Audrey Gallacher, Energy UK’s deputy chief executive, said: “Due to the unprecedented price increases in natural gas, National Grid, the electricity system operator, has had to make some tough choices about where we get our power from in order to maintain security of supply.
She said the move highlighted the “need to continue the low carbon energy transition, and further reduce our dependency on fossil fuels for our heat and power”.
“It will not only help us meet climate change targets but remove the risk of being exposed to volatile international wholesale prices.”
Energy UK added that it “recognises” the impact increased energy prices would have on customers and that anyone worried about their bills should talk to their supplier.
Some suppliers have said that profits have been hit by financial assistance offered to customers struggling to afford the higher prices.
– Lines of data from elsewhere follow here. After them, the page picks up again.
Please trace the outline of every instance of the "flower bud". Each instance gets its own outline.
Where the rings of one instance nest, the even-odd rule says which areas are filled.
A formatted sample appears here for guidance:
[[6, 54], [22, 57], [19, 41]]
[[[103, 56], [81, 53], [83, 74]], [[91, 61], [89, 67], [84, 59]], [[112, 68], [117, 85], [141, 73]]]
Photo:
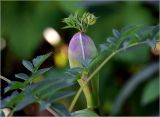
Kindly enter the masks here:
[[82, 67], [81, 62], [97, 55], [97, 49], [92, 39], [83, 32], [76, 33], [68, 49], [70, 68]]

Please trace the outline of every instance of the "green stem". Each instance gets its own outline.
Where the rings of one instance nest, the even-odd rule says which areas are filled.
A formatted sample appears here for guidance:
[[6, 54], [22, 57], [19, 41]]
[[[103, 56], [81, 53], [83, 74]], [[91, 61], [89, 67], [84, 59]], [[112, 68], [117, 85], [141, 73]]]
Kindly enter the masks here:
[[81, 87], [84, 87], [83, 93], [84, 93], [86, 101], [87, 101], [87, 108], [93, 109], [94, 108], [93, 95], [92, 95], [92, 92], [91, 92], [89, 85], [84, 85], [85, 82], [86, 82], [86, 80], [84, 80], [83, 78], [78, 80], [79, 85]]
[[[128, 49], [128, 48], [130, 48], [130, 47], [133, 47], [133, 46], [145, 44], [145, 43], [146, 43], [146, 41], [144, 41], [144, 42], [139, 42], [139, 43], [134, 43], [134, 44], [129, 45], [126, 49]], [[115, 54], [117, 54], [117, 53], [119, 53], [119, 52], [121, 52], [121, 51], [123, 51], [123, 50], [124, 50], [123, 48], [122, 48], [122, 49], [119, 49], [119, 50], [113, 52], [110, 56], [108, 56], [108, 57], [95, 69], [95, 71], [87, 78], [86, 82], [85, 82], [83, 85], [85, 86], [85, 85], [93, 78], [93, 76], [96, 75], [96, 74], [99, 72], [99, 70], [100, 70]], [[74, 97], [74, 99], [73, 99], [73, 101], [72, 101], [72, 103], [71, 103], [71, 105], [70, 105], [70, 107], [69, 107], [69, 111], [70, 111], [70, 112], [71, 112], [72, 109], [74, 108], [74, 105], [76, 104], [76, 102], [77, 102], [77, 100], [78, 100], [78, 97], [80, 96], [80, 94], [81, 94], [84, 86], [83, 86], [83, 87], [80, 87], [80, 89], [78, 90], [77, 94], [75, 95], [75, 97]]]

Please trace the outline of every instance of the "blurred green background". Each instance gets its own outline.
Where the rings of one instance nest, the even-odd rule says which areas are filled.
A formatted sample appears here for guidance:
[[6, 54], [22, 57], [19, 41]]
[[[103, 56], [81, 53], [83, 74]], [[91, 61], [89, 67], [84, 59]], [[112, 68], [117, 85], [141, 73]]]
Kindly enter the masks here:
[[[54, 66], [55, 70], [48, 75], [55, 75], [67, 68], [67, 47], [76, 30], [63, 30], [65, 24], [62, 19], [76, 10], [89, 11], [98, 17], [97, 23], [87, 32], [97, 48], [112, 35], [113, 28], [159, 23], [158, 1], [1, 1], [1, 74], [14, 80], [15, 73], [27, 72], [22, 67], [22, 59], [31, 60], [50, 51], [53, 51], [53, 57], [44, 66]], [[60, 44], [51, 44], [45, 40], [43, 34], [48, 27], [58, 32]], [[131, 78], [135, 78], [132, 76], [147, 67], [153, 70], [152, 63], [155, 62], [158, 64], [158, 55], [149, 47], [138, 46], [118, 54], [106, 64], [100, 72], [102, 115], [112, 111], [121, 89]], [[159, 84], [154, 81], [159, 80], [158, 70], [153, 70], [148, 76], [143, 82], [133, 85], [135, 90], [124, 99], [118, 115], [159, 114]], [[77, 110], [85, 107], [83, 98], [82, 95], [76, 105]], [[63, 103], [68, 106], [71, 99]]]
Robert Buckley, and energy analyst at Cornwall Insights, said prices for power which is needed immediately are at all-time highs – 10 times the prices of last summer.
“There’s very high international commodity prices for gas and for carbon as economies recover from Covid, and the EU has tightened up its carbon market rules,” he said. “Very high coal prices as well.”
“In the UK we’ve a combination of low wind, we’ve had outages at some of the nuclear stations, some of the gas stations have been offline, and we’ve had lower flows into the country of gas from Norway,” he said.
Consumers will see these rises push their bills up this winter as the price cap goes up, but if wholesale energy prices continue at these highs the cap “will go up a lot more”.
However, in the meantime the high prices are “also very bad for suppliers because the cap limits what they can charge their consumers, and the market is way above that now”, Mr Buckley added, saying it was “very sad” that some small suppliers had already gone out of business.